Norway awards two offshore CO2 storage licenses

April 5, 2022
The Norwegian Ministry of Petroleum and Energy has awarded licenses for the Smeaheia and Polaris carbon capture and storage projects.

Offshore staff

STAVANGER, Norway – The Norwegian Ministry of Petroleum and Energy has awarded Equinor operatorships of two offshore CO2 storage developments: Smeaheia in the North Sea and Polaris in the Barents Sea.

Equinor has submitted plans to develop annual CO2 storage capacity in Smeaheia of 20 MM metric tons (22 MM tons).

Northern Lights, the company’s initial CO2 storage facility for the Longship project in the Norwegian North Sea, has a planned injection capacity of 1.5 Mm metric tons/yr in Phase 1 from 2024, with plans to raise capacity to 5-6 million tonnes (5.5-6.6 Mm tons) a year from around 2026.

These two schemes, Equinor claims, can contribute to CO2 reductions equivalent to half of Norway's annual emissions.
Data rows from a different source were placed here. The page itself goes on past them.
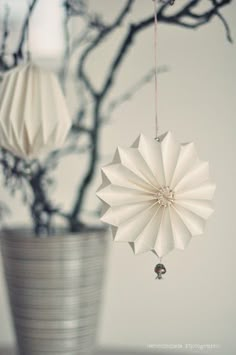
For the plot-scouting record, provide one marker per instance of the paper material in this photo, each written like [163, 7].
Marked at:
[34, 118]
[156, 194]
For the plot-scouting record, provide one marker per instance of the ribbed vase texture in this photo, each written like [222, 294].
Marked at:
[55, 288]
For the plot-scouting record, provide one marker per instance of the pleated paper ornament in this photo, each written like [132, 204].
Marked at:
[157, 194]
[34, 117]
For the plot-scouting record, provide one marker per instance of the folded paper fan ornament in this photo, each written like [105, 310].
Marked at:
[157, 194]
[34, 117]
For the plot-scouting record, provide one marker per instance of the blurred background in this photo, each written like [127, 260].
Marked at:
[195, 304]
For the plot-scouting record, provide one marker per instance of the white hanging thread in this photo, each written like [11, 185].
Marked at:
[155, 67]
[28, 54]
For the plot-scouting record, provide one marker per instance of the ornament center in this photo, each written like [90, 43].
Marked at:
[165, 196]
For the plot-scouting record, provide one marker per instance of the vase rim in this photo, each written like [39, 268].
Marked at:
[28, 232]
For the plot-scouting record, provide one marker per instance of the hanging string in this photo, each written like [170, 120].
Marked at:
[155, 68]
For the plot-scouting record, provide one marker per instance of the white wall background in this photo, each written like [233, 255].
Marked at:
[196, 302]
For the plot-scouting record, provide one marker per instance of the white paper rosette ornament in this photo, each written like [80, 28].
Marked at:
[34, 118]
[157, 194]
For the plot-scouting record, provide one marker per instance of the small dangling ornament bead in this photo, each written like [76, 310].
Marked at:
[160, 270]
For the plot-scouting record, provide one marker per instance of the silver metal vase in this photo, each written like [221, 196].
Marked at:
[55, 288]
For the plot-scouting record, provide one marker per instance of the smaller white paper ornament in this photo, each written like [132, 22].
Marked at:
[157, 195]
[34, 117]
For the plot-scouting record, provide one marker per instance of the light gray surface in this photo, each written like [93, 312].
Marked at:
[196, 301]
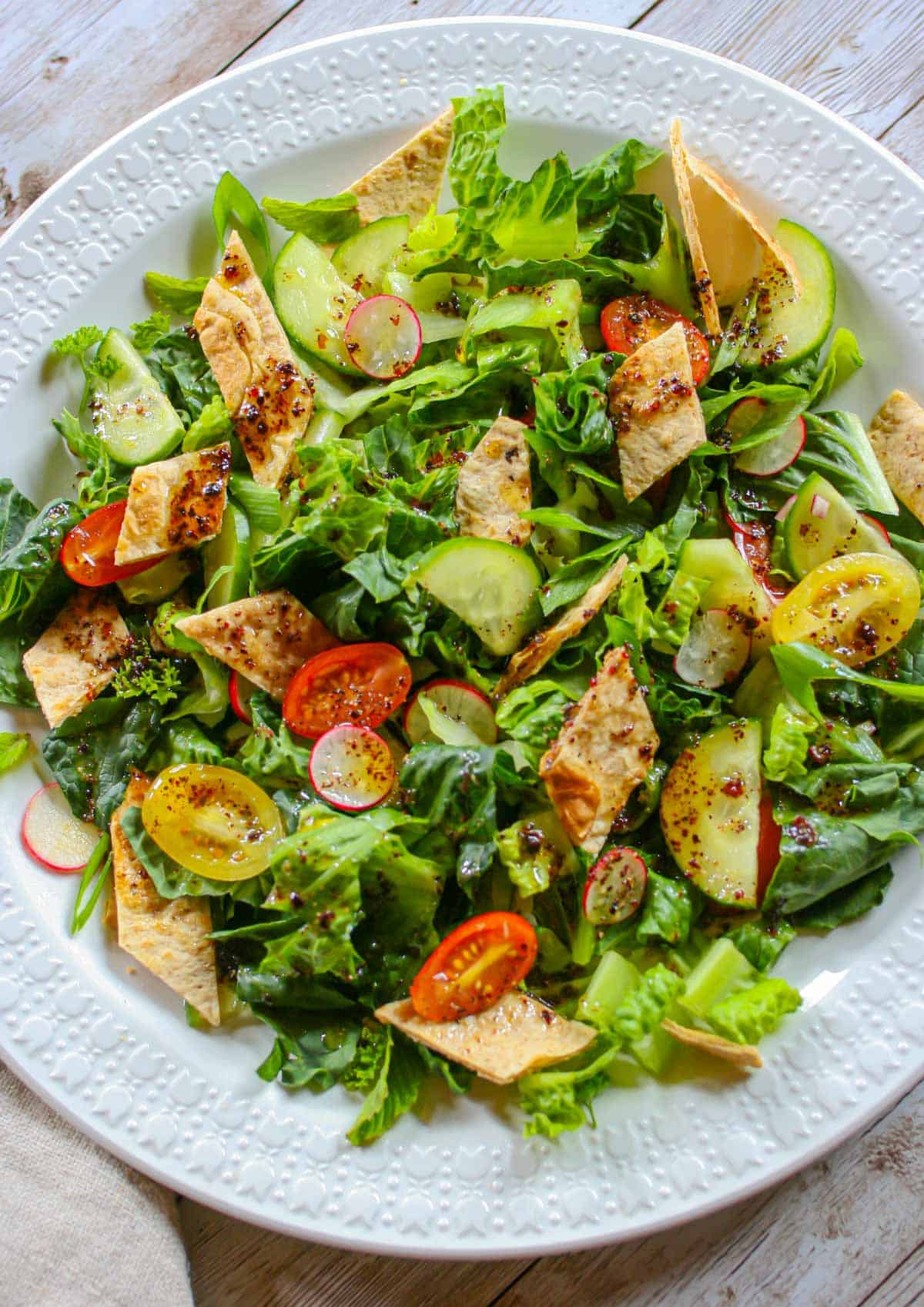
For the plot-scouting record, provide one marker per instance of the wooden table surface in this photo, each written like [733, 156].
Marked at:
[847, 1232]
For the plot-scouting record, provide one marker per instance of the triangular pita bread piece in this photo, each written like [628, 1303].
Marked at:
[517, 1035]
[266, 638]
[601, 753]
[494, 487]
[655, 410]
[250, 354]
[544, 645]
[897, 435]
[742, 1055]
[170, 937]
[728, 243]
[410, 181]
[76, 658]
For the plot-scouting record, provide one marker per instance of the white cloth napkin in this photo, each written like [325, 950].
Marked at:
[79, 1229]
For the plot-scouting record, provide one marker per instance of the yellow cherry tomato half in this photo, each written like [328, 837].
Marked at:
[212, 821]
[852, 608]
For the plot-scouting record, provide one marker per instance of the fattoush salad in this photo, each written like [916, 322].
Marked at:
[477, 643]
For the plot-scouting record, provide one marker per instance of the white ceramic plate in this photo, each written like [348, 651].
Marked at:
[109, 1047]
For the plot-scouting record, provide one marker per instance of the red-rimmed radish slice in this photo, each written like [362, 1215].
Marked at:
[879, 527]
[383, 337]
[352, 767]
[239, 692]
[52, 836]
[457, 701]
[614, 886]
[715, 650]
[770, 457]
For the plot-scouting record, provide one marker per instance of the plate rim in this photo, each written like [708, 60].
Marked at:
[768, 1175]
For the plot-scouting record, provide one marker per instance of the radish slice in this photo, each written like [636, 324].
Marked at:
[239, 692]
[352, 767]
[457, 701]
[879, 527]
[52, 836]
[614, 886]
[714, 652]
[770, 457]
[383, 337]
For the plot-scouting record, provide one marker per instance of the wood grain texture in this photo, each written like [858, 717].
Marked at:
[237, 1265]
[862, 58]
[906, 138]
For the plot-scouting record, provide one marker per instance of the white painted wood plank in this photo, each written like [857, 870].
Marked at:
[95, 72]
[237, 1265]
[327, 17]
[829, 1235]
[906, 138]
[862, 58]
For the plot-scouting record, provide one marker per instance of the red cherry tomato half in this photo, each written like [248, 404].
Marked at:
[474, 966]
[356, 685]
[631, 320]
[768, 846]
[88, 553]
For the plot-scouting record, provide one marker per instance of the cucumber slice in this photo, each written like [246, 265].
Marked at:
[131, 414]
[787, 328]
[157, 582]
[361, 260]
[230, 549]
[734, 585]
[822, 524]
[711, 812]
[490, 586]
[313, 302]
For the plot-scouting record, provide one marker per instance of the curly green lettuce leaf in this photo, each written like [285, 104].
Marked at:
[326, 221]
[747, 1016]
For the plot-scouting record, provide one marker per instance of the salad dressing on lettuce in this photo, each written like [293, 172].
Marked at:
[477, 635]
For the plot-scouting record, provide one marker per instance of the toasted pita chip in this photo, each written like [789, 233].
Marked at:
[76, 658]
[544, 645]
[517, 1035]
[494, 487]
[601, 753]
[728, 245]
[170, 937]
[656, 411]
[742, 1055]
[250, 354]
[897, 435]
[264, 638]
[174, 504]
[410, 181]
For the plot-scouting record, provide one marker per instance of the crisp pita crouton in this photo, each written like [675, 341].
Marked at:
[264, 638]
[174, 504]
[170, 937]
[77, 656]
[410, 181]
[494, 487]
[603, 752]
[544, 645]
[656, 411]
[742, 1055]
[517, 1035]
[728, 245]
[250, 354]
[897, 435]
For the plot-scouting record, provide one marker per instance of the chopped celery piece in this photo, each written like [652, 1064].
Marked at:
[719, 973]
[613, 979]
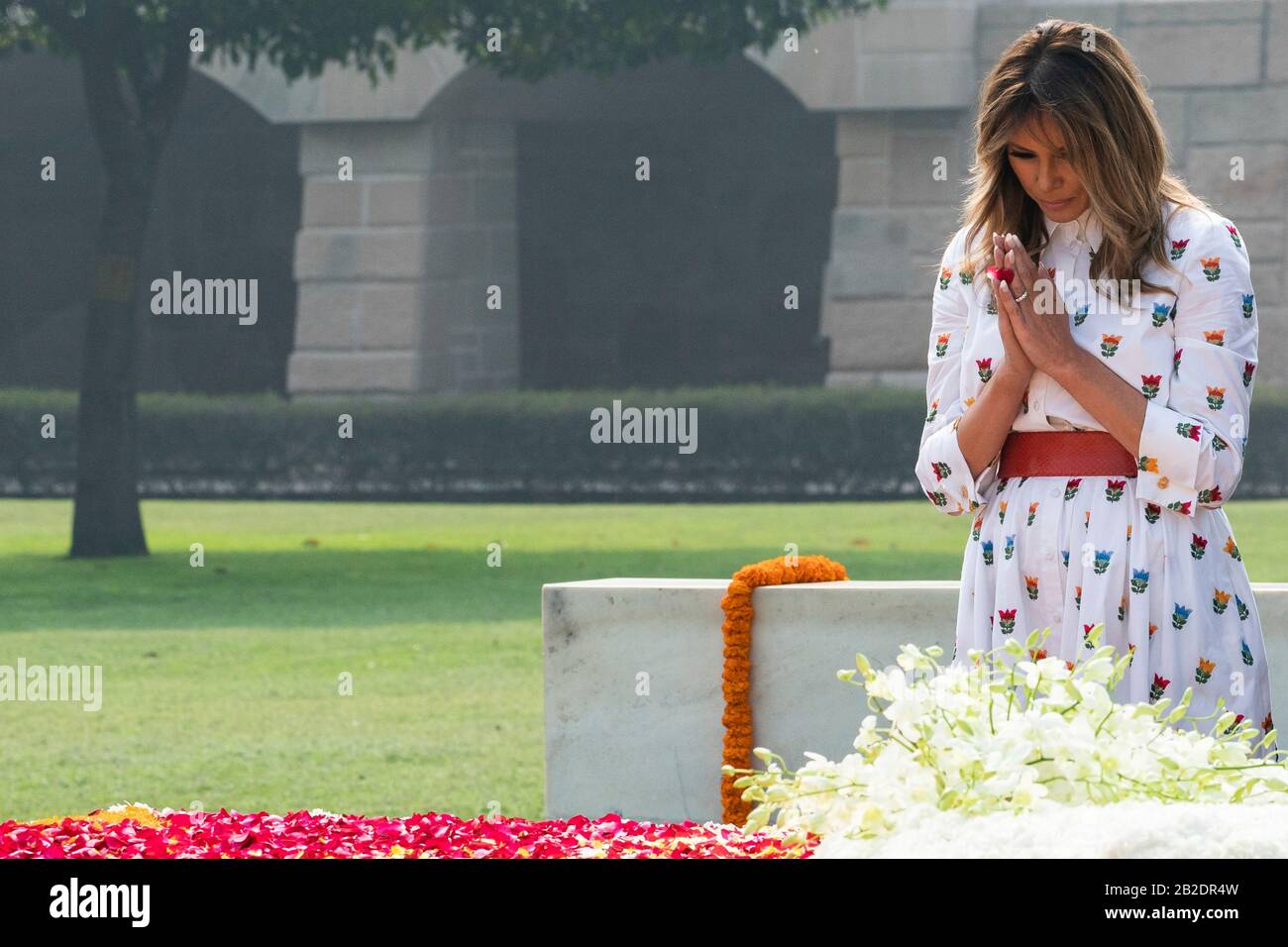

In addition, the company plans to develop further storage licenses in the North Sea with a view to construct a common, pipeline-based Carbon Capture and Storage (CCS) infrastructure.

In the Barents Sea, about 100 km (62 mi) from the coast of Finnmark, northern Norway, is the location for the Polaris CO2 storage development, part of the Barents Blue project which Equinor is leading in collaboration with Vår Energi and Horisont Energi.

The partners plan an ammonia production facility at Markoppneset in Hammerfest that will reform natural gas from the Barents Sea to clean, blue ammonia using CCS.

The development’s first stage includes capture, transport and storage of 2 MM metric tons/yr (2.2 MM tons) of CO2.

Bjørn Thore Ribesen, Vice President-Field Development and Projects at Vår Energi, said: “We are aiming to become a net zero producer, scope 1 and 2, by 2030, and the Barents Blue and Polaris could become an important step towards being carbon neutral.”